Was würde Arba Abrashi in dieser Richtung tun, um eine Regierung zu überzeugen [aktuelle Regierung Haradinaj], die die Koalition seiner Partei nicht teilt? Die Antwort fehlt.
Inzwischen war der Shpend ganz systematisch in allem, was er sagte. Gut vorbereitet in der ganzen Debatte. Bürger glauben vielleicht nicht an einen solchen Ansatz. Sie könnten denken, dass Priština ökonomisch schneller entwickeln würde, ohne bürokratische Sparpolitik. Und mit einem starken Willen für große Investitionen in große Projekte.
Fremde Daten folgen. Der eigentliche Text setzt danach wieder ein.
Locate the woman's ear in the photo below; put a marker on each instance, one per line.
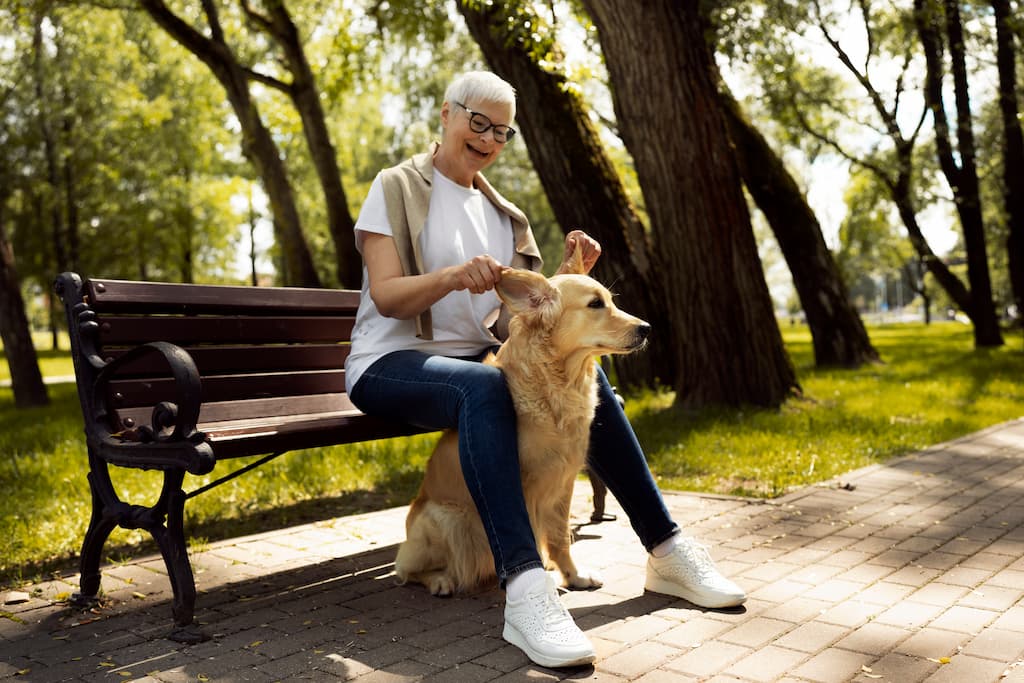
(573, 263)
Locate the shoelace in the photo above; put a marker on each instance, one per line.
(550, 606)
(700, 558)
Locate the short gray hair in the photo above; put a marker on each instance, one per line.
(480, 86)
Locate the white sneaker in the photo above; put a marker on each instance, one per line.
(689, 572)
(542, 628)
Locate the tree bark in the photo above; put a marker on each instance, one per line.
(26, 379)
(963, 179)
(1013, 150)
(837, 331)
(305, 96)
(582, 184)
(257, 143)
(728, 345)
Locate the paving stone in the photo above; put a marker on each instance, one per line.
(638, 659)
(965, 668)
(877, 639)
(767, 664)
(922, 561)
(812, 637)
(833, 665)
(898, 668)
(708, 659)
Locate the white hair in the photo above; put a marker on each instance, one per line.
(480, 86)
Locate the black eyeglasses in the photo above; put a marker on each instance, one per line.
(478, 123)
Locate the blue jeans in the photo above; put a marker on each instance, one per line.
(440, 392)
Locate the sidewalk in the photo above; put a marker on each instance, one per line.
(907, 571)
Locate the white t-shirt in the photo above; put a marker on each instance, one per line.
(461, 223)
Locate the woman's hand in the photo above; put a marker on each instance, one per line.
(590, 249)
(478, 274)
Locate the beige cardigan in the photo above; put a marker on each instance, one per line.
(407, 194)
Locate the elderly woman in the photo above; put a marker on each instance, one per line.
(434, 237)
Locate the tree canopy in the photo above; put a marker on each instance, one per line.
(137, 134)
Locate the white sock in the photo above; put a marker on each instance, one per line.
(666, 547)
(517, 586)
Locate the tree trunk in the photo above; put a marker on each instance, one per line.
(837, 331)
(305, 96)
(257, 143)
(582, 184)
(728, 345)
(963, 179)
(1013, 150)
(26, 379)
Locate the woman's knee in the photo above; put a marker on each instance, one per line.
(487, 388)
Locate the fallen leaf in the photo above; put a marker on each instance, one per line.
(16, 598)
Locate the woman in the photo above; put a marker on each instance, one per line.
(434, 237)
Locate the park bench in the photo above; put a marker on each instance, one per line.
(177, 378)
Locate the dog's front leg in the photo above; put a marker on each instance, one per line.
(558, 538)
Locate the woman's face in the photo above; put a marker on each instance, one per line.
(463, 152)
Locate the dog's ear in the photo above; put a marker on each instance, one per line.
(526, 293)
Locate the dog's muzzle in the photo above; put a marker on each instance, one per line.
(640, 334)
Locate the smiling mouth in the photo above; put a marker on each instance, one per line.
(481, 155)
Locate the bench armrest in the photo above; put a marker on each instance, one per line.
(172, 439)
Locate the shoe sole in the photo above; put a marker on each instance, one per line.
(511, 635)
(656, 585)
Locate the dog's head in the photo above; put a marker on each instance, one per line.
(573, 311)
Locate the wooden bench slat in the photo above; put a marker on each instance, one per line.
(118, 295)
(223, 359)
(184, 331)
(237, 411)
(132, 392)
(313, 433)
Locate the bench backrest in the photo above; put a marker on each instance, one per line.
(260, 351)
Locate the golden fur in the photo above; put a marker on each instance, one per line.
(558, 329)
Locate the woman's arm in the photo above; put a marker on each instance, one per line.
(403, 297)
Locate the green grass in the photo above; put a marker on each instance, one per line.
(933, 386)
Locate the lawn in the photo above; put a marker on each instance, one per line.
(933, 386)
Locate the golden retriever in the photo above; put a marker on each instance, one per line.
(559, 326)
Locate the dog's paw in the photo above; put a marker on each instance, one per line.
(440, 586)
(584, 580)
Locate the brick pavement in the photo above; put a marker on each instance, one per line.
(906, 571)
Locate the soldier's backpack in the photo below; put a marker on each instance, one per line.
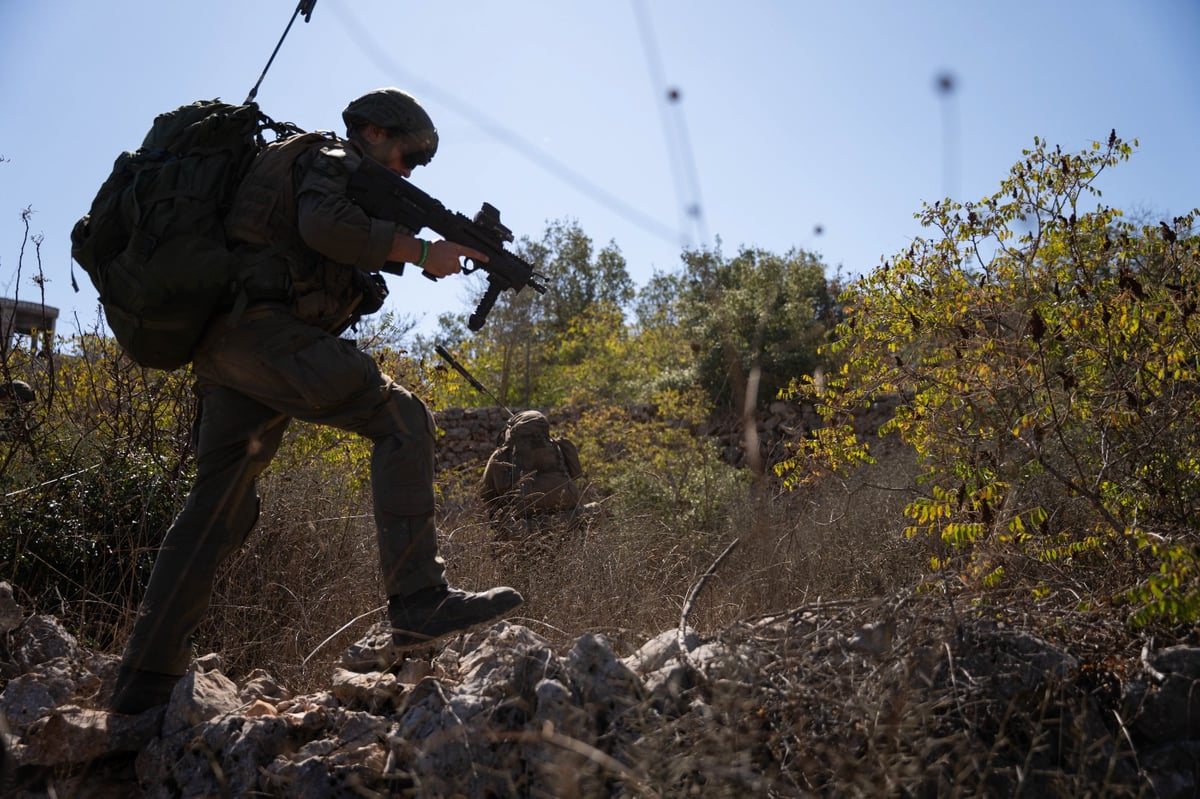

Die Dinge, die Ahmeti hat nicht das Vertrauen geäußert. Trotz dieser unterschiedlichen ideologischen Überzeugungen werden diese Bürger aber auch durch das Fehlen von Argumenten für die 1,2 Milliarden von Abrashi, dass sie für die nächsten vier Jahre investiert werden, stark enttäuscht sein.
Natürlich brauchen die Bürger keine gute Debatte, sondern einen guten Vorsitzenden. Doch die Debatte zeigt viel darüber, wie Kandidaten arbeiten werden. Keine Strafe jeglicher Art von Politik, die Isa Mustafa in Pristina in seiner sechsjährigen Herrschaft unternahm, als er 2013 wegen der Bürgerwahl verurteilt wurde, repräsentiert Abrasin sehr schlecht. Nicht als neuer Politiker, mit neuem Zugang und neuen Möglichkeiten. Aber als Politiker, der den neuen nur im Aussehen repräsentiert, nur das alte Denken und ehemalige Menschen, die Pristina geführt haben.
Die allgemeine Reaktion der Menschen auf soziale Netzwerke war, dass Shpend Ahmeti Arba Abush besiegte. Eine solche Sache ist sehr definiert. Aber hier kann es ein Missverständnis geben. Denn Arban hatte eigentlich eine sehr schwierige Aufgabe, da er eine kommunale Regierung wie die von Mustaf schützen musste, die keinen Schutz verdient. Und da sein Regierungsplan von denselben Personen abhängt. Und während Shpendy etwas hatte, um ihn zu schützen.